All About Grains

Don't know barley from bulgur? Here's a guide to versatile grains.
By Deborah Madison

Most of us know that grains are good for us but have difficulty naming more than two or three. And if the most common side dishes you serve with chicken are pasta and potatoes, maybe a lesson in grains is in order. Here, we offer some simple recipes and tips on where to find and how to cook grains, and explore a few of the most versatile -- from the everyday (wheat) to the exotic (quinoa).

Buying and Storing Grains

In the past, you would have had to go to a health or natural foods store to buy these grains, but now you can find many of them at the supermarket. Arrowhead Mills and Bob's Red Mill are two commonly available brands. Grains -- especially whole ones -- have oils that eventually turn rancid. Shop at stores where the turnover seems high, and buy only what you plan to use within a few months. If you have space, it's best to refrigerate grains, but you still can't keep them forever. You can tell if they've lost their freshness by their smell -- old grains, including flours, will have a stale odor.

Processing Grains

When we refer to grains, we mean grains in their most natural form -- chewy, hearty, and high in fiber and nutrients. To put this into perspective, it helps to know how grains are processed.

Whole grains and groats are interchangeable terms for unrefined grains. Because the bran, endosperm, and germ are intact, they are higher in fiber and minerals than other forms. As you might expect, whole grains take longer to cook than refined forms. Examples of whole grains include wheat berries, whole grain rye, and buckwheat groats.

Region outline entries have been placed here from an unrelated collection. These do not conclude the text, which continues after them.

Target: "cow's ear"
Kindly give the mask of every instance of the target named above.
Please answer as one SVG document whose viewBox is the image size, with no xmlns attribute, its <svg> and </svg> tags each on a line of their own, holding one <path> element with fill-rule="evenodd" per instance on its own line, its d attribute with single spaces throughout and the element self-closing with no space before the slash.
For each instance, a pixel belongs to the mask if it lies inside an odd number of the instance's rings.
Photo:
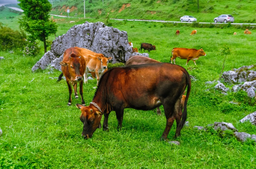
<svg viewBox="0 0 256 169">
<path fill-rule="evenodd" d="M 67 65 L 67 63 L 66 62 L 62 61 L 60 62 L 60 64 L 63 66 L 66 66 Z"/>
<path fill-rule="evenodd" d="M 80 104 L 77 103 L 76 104 L 76 107 L 77 107 L 79 109 L 81 109 L 81 108 L 82 107 L 84 107 L 81 104 Z"/>
<path fill-rule="evenodd" d="M 97 115 L 102 115 L 102 112 L 99 111 L 97 110 L 96 111 L 96 112 L 95 112 L 95 113 L 96 113 Z"/>
</svg>

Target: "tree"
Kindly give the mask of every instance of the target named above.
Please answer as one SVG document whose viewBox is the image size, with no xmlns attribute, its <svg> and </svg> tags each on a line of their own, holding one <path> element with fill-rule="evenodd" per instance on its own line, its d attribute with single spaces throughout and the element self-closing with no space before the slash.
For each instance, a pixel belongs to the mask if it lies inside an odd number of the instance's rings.
<svg viewBox="0 0 256 169">
<path fill-rule="evenodd" d="M 49 19 L 52 5 L 48 0 L 18 0 L 25 14 L 19 22 L 34 39 L 43 42 L 46 53 L 46 40 L 50 35 L 57 32 L 56 23 Z"/>
<path fill-rule="evenodd" d="M 223 61 L 223 65 L 222 66 L 222 69 L 221 69 L 221 71 L 220 71 L 220 73 L 219 74 L 219 80 L 220 79 L 220 76 L 221 75 L 222 71 L 223 71 L 223 69 L 224 69 L 224 67 L 225 66 L 224 65 L 225 64 L 225 61 L 226 60 L 226 57 L 227 57 L 227 55 L 230 55 L 231 50 L 230 50 L 229 48 L 227 47 L 225 45 L 223 47 L 223 48 L 222 48 L 219 50 L 219 51 L 220 55 L 225 55 L 224 61 Z"/>
</svg>

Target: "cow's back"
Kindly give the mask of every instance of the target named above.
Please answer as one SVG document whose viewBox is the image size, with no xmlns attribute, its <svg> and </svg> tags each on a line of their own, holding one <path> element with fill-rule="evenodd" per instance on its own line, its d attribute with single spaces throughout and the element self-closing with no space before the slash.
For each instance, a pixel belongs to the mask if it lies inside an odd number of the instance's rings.
<svg viewBox="0 0 256 169">
<path fill-rule="evenodd" d="M 152 109 L 161 104 L 156 103 L 161 98 L 178 99 L 187 86 L 188 76 L 182 67 L 167 63 L 117 67 L 103 75 L 96 92 L 106 94 L 109 104 L 125 102 L 127 107 L 144 110 L 146 105 L 147 109 Z"/>
</svg>

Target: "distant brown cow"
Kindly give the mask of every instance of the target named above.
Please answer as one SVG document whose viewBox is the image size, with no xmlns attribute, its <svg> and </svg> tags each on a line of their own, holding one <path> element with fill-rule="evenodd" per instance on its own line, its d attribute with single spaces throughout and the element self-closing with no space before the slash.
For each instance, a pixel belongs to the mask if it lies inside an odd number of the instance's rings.
<svg viewBox="0 0 256 169">
<path fill-rule="evenodd" d="M 141 43 L 140 44 L 140 47 L 139 49 L 139 51 L 142 50 L 142 49 L 144 49 L 144 50 L 147 50 L 149 52 L 150 52 L 150 50 L 155 50 L 155 46 L 152 45 L 152 44 L 150 43 Z"/>
<path fill-rule="evenodd" d="M 175 64 L 175 60 L 177 57 L 179 57 L 182 59 L 187 59 L 186 65 L 190 60 L 192 60 L 194 62 L 195 65 L 196 65 L 195 60 L 197 60 L 200 56 L 206 56 L 206 54 L 204 51 L 203 49 L 197 50 L 195 49 L 188 49 L 175 48 L 172 50 L 172 54 L 173 57 L 171 55 L 170 61 L 172 63 L 172 61 Z"/>
<path fill-rule="evenodd" d="M 197 31 L 196 30 L 192 30 L 192 32 L 190 34 L 190 35 L 193 35 L 193 34 L 196 34 L 197 32 Z"/>
<path fill-rule="evenodd" d="M 130 65 L 150 63 L 161 63 L 161 62 L 148 57 L 140 56 L 132 56 L 128 59 L 125 63 L 125 66 L 128 66 Z M 185 93 L 185 91 L 184 91 L 184 93 Z M 184 107 L 184 102 L 185 98 L 186 96 L 182 95 L 182 97 L 181 98 L 180 102 L 180 108 L 182 111 Z M 156 113 L 158 115 L 161 115 L 161 110 L 160 110 L 159 107 L 156 107 Z"/>
<path fill-rule="evenodd" d="M 75 98 L 77 98 L 78 97 L 77 92 L 78 82 L 80 83 L 79 93 L 81 95 L 82 104 L 85 105 L 85 103 L 83 96 L 82 76 L 85 71 L 85 61 L 80 51 L 75 48 L 67 49 L 64 52 L 63 60 L 60 62 L 60 64 L 62 66 L 61 70 L 62 73 L 59 76 L 58 81 L 62 80 L 63 75 L 66 77 L 69 93 L 68 106 L 70 106 L 72 102 L 71 85 L 73 86 Z"/>
<path fill-rule="evenodd" d="M 250 34 L 252 33 L 249 31 L 248 29 L 246 29 L 245 30 L 244 32 L 245 34 Z"/>
<path fill-rule="evenodd" d="M 187 96 L 182 112 L 180 102 L 186 88 Z M 191 89 L 189 74 L 178 65 L 160 63 L 112 69 L 102 75 L 90 105 L 76 104 L 81 112 L 82 135 L 85 139 L 91 137 L 100 126 L 103 114 L 103 130 L 108 130 L 108 117 L 111 111 L 116 112 L 118 128 L 121 130 L 124 109 L 148 110 L 162 105 L 166 125 L 160 140 L 166 139 L 175 120 L 175 137 L 178 137 L 186 119 Z"/>
<path fill-rule="evenodd" d="M 112 57 L 109 58 L 103 57 L 97 57 L 92 55 L 86 55 L 84 56 L 85 60 L 86 70 L 84 74 L 84 83 L 88 83 L 87 76 L 89 71 L 95 72 L 97 78 L 97 85 L 99 85 L 100 78 L 107 70 L 108 61 L 112 59 Z"/>
</svg>

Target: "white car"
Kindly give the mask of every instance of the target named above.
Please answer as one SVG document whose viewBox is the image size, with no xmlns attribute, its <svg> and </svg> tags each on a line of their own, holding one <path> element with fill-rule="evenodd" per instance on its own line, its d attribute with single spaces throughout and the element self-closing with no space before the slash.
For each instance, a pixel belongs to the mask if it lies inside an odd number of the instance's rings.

Polished grains include pearled barley and brown rice. These grains have been refined to remove the tough exterior husk and most (or all) of the bran. This makes them less chewy and quicker to cook than whole grains.

Cracked grains, such as bulgur and steel-cut oats, result when grains are ground into smaller pieces. Some cracked grains are derived from whole grains, others from refined grains.

Flakes are sliced whole grains or cracked grains that have been steamed and rolled. Rolled oats are probably the most familiar, but you'll also find rolled barley, wheat, and rye.

Flour is grain that has been milled to a powder. Whole wheat flour is the product of processing whole wheat berries.